Hoy recordamos especialmente a SAN LEÓN
San León, obispo de Catania, en Sicilia, había nacido en Rávena, hacia la mitad del siglo VIII. Fue llamado el Taumaturgo, por los muchos milagros que hacía. Sus padres le educaron para las glorias humanas.
Pero eran distintas las aspiraciones de León. Se puso bajo la dirección del obispo de Rávena, quien viendo su pureza de costumbres y su celo apostólico, decidió conferirle la ordenación sacerdotal.
Pudo disfrutar de él poco tiempo, pues muerto Sabino, obispo de Catania, se decidieron los electores por León, no sin antes haber pedido a Dios acierto en la elección. León se oponía, pero le obligaron a aceptar.
Después de su resistencia, puso todo su empeño en cumplir su misión apostólica. Se dedicó a la reforma de costumbres, a la instrucción religiosa de sus fieles, a defender la verdad ante los herejes, al cuidado de todos.
Vivía, como dichas para él, las recomendaciones de San Pedro en su primera Carta: «Apacentad el rebaño de Dios que os ha sido confiado, no por fuerza sino con blandura, según Dios. Ni por sórdido lucro, sino con prontitud de ánimo. No como dominadores sobre la heredad, sino sirviendo de ejemplo al rebaño. Así recibiréis la corona inmarcesible de la gloria».
De todas partes acudían a verle y oírle. Todos querían tocar su manto para ser curados. Los emperadores consiguieron que acudiera a Constantinopla, para tenerle cerca, para escuchar sus sabios consejos y pedirle oraciones ante Dios.

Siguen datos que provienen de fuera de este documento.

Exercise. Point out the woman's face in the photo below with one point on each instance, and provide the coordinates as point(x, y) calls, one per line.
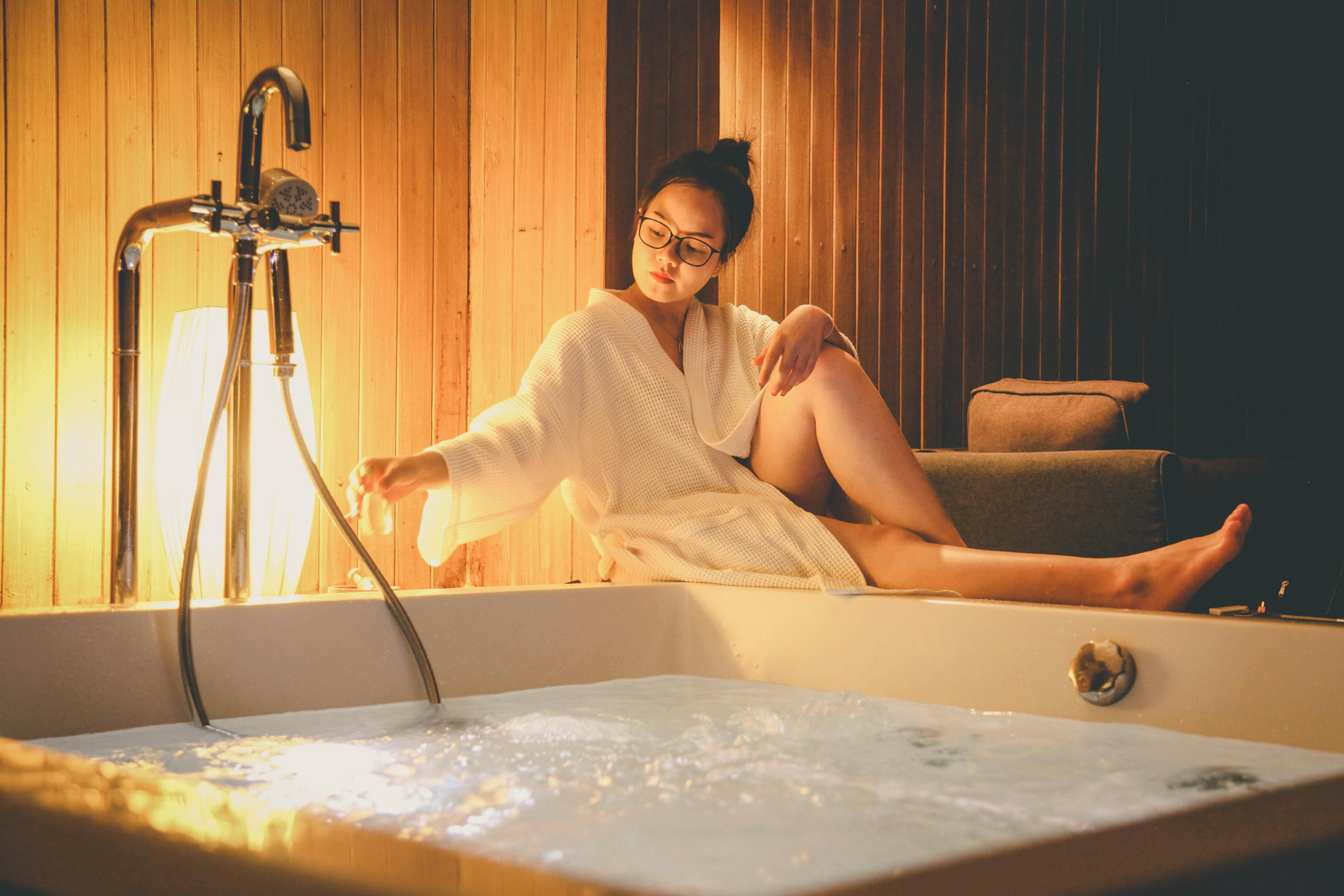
point(686, 211)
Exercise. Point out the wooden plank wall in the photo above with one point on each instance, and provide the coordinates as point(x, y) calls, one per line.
point(1056, 190)
point(662, 100)
point(115, 104)
point(537, 236)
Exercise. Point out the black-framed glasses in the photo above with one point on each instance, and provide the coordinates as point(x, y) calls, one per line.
point(691, 250)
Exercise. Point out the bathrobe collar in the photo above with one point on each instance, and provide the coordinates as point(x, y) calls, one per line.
point(724, 429)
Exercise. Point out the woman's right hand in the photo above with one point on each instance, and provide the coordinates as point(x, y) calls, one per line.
point(394, 477)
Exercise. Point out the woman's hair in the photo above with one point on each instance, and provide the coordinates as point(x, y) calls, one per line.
point(724, 173)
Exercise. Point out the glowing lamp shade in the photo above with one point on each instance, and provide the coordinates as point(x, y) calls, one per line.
point(283, 499)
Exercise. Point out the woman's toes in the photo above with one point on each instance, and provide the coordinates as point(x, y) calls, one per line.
point(1237, 525)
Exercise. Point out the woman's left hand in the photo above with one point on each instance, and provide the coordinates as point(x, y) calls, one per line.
point(795, 346)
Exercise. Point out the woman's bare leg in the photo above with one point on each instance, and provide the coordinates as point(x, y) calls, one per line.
point(1162, 580)
point(835, 428)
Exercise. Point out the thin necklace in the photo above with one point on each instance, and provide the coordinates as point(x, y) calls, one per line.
point(679, 339)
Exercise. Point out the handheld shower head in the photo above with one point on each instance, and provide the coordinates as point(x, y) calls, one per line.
point(288, 194)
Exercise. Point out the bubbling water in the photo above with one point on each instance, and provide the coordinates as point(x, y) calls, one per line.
point(689, 785)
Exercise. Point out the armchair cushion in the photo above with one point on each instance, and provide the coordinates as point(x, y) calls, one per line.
point(1038, 416)
point(1091, 504)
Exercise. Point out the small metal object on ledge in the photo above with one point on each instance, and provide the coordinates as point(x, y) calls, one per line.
point(1103, 672)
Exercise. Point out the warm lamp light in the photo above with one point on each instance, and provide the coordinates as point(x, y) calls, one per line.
point(282, 495)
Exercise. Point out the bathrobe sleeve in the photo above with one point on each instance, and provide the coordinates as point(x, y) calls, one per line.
point(511, 457)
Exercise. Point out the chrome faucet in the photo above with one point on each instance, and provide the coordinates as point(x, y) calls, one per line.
point(275, 211)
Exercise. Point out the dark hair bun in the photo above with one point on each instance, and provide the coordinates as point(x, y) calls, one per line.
point(725, 173)
point(736, 155)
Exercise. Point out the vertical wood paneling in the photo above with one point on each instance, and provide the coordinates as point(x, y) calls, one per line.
point(452, 199)
point(130, 135)
point(30, 303)
point(822, 249)
point(117, 104)
point(416, 267)
point(798, 132)
point(537, 221)
point(380, 245)
point(591, 191)
point(560, 240)
point(772, 233)
point(81, 311)
point(494, 97)
point(530, 54)
point(339, 371)
point(175, 272)
point(220, 85)
point(303, 51)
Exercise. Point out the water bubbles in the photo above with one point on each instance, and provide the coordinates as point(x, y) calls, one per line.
point(716, 788)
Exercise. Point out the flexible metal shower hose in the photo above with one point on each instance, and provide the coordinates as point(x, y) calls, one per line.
point(186, 659)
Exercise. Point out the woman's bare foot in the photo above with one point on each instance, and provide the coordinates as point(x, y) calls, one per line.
point(1169, 578)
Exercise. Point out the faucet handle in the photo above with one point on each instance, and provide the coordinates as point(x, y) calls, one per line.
point(216, 197)
point(337, 233)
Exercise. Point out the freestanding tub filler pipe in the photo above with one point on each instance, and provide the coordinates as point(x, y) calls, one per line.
point(275, 211)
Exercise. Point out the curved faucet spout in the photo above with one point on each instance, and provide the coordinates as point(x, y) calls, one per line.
point(277, 80)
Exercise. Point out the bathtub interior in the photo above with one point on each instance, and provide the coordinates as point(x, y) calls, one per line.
point(103, 670)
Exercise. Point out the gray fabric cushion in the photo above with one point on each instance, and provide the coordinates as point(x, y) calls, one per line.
point(1039, 416)
point(1091, 504)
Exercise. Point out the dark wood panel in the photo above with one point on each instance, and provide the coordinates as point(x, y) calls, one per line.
point(869, 276)
point(1069, 190)
point(662, 100)
point(846, 222)
point(949, 402)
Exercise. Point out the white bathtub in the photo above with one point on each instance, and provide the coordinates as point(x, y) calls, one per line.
point(73, 827)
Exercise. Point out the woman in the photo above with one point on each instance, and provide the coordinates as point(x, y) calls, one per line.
point(650, 408)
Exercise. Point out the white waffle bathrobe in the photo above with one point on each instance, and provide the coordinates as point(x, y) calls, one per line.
point(644, 456)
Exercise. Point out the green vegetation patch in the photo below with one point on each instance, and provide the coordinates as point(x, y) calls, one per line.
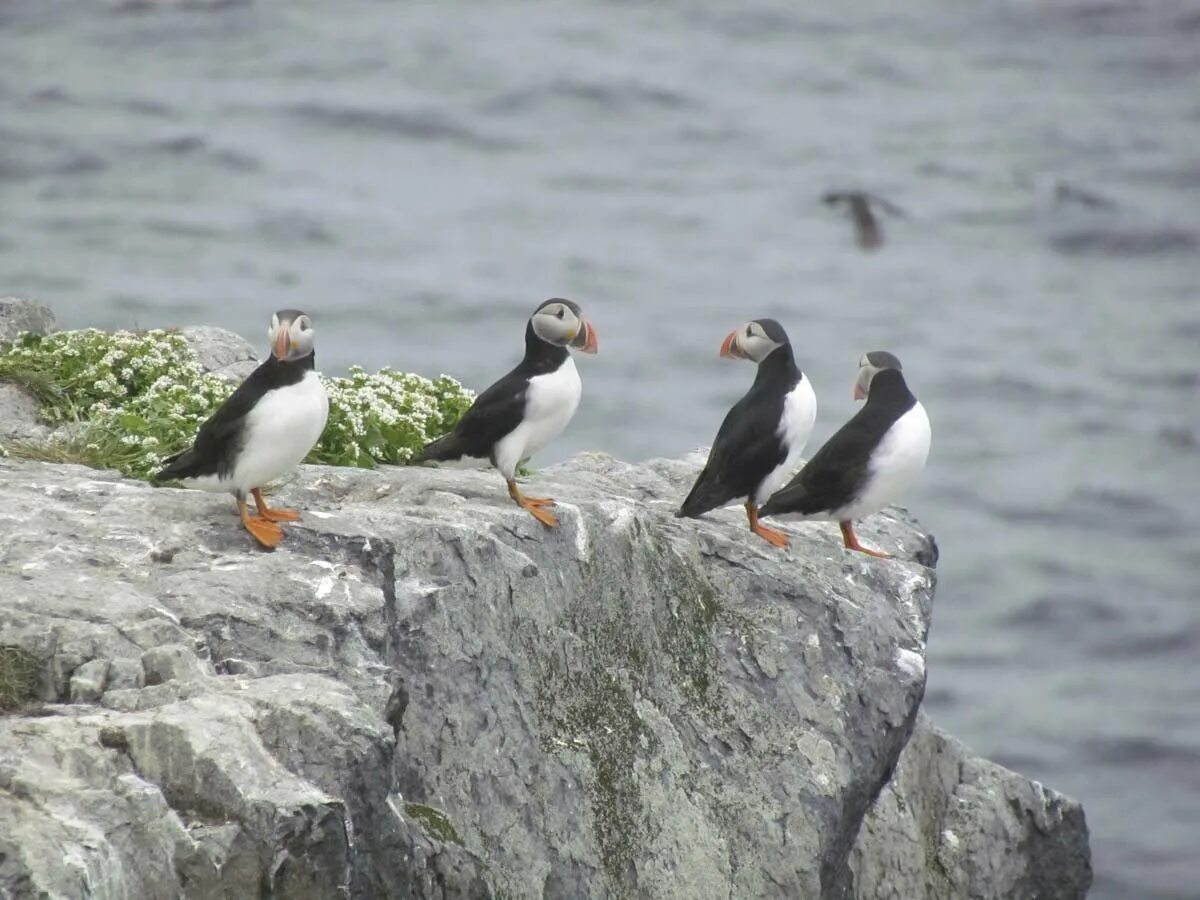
point(435, 822)
point(18, 677)
point(131, 399)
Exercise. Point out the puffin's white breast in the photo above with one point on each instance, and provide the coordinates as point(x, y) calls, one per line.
point(894, 466)
point(280, 431)
point(551, 401)
point(795, 426)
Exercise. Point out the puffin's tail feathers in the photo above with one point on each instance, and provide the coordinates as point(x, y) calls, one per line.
point(448, 447)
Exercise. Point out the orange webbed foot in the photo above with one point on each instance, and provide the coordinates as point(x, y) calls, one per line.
point(534, 505)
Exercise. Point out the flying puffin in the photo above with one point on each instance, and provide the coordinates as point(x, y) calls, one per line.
point(760, 442)
point(867, 226)
point(528, 407)
point(869, 462)
point(265, 427)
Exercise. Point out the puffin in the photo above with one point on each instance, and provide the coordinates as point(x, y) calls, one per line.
point(760, 442)
point(867, 226)
point(527, 408)
point(869, 462)
point(265, 427)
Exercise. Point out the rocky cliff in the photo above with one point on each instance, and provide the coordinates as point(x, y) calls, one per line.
point(424, 694)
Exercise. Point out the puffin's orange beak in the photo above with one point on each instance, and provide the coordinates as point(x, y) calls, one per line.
point(282, 343)
point(731, 348)
point(586, 340)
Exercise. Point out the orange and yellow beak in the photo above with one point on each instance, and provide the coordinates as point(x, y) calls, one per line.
point(282, 343)
point(731, 347)
point(586, 339)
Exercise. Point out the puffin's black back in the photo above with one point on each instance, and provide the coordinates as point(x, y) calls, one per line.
point(499, 409)
point(222, 436)
point(838, 472)
point(748, 447)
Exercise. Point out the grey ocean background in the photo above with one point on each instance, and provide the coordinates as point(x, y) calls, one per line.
point(420, 177)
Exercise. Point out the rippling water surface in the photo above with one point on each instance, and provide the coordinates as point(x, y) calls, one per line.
point(419, 177)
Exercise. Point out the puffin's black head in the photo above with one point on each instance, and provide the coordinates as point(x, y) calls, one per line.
point(755, 340)
point(869, 366)
point(291, 335)
point(561, 322)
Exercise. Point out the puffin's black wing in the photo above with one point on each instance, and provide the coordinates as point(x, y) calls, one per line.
point(496, 413)
point(219, 439)
point(747, 450)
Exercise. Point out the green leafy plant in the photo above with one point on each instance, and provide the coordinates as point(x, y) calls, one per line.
point(130, 400)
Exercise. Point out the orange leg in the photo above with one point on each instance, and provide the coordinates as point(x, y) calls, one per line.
point(777, 539)
point(273, 515)
point(851, 540)
point(534, 505)
point(264, 531)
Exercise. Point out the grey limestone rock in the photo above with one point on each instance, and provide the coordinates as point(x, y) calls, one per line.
point(18, 415)
point(949, 825)
point(425, 694)
point(18, 315)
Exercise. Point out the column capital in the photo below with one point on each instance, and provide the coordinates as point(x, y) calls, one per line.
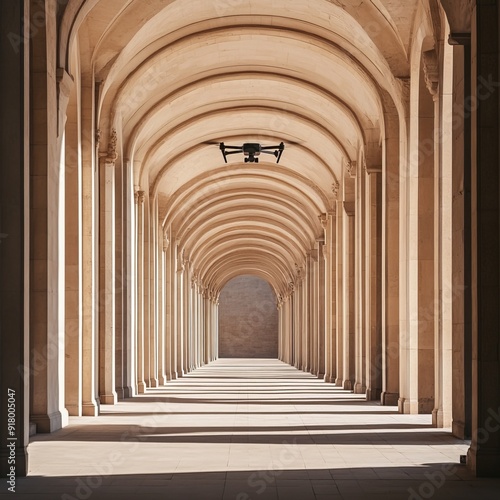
point(351, 168)
point(111, 155)
point(350, 208)
point(166, 241)
point(431, 72)
point(336, 189)
point(139, 197)
point(323, 219)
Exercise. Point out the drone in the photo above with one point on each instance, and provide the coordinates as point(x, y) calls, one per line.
point(252, 150)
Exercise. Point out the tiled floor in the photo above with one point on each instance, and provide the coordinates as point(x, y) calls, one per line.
point(249, 429)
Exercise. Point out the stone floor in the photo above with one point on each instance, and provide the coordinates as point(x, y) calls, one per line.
point(249, 429)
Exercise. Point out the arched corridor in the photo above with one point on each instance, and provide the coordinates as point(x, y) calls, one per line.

Rigió la diócesis como un verdadero sucesor de los apóstoles durante 16 años y hacia finales del siglo VIII, lleno de merecimientos, se durmió en el Señor. El pueblo lloró su muerte como la de un padre y celoso pastor. Fue sepultado en un monasterio que él mismo había hecho construir fuera de las murallas de Catania. Su sepulcro fue muy venerado, sobre todo antes que los árabes ocupasen Sicilia. La fama de sus virtudes y de sus muchos milagros lo convirtió en centro de muchas peregrinaciones.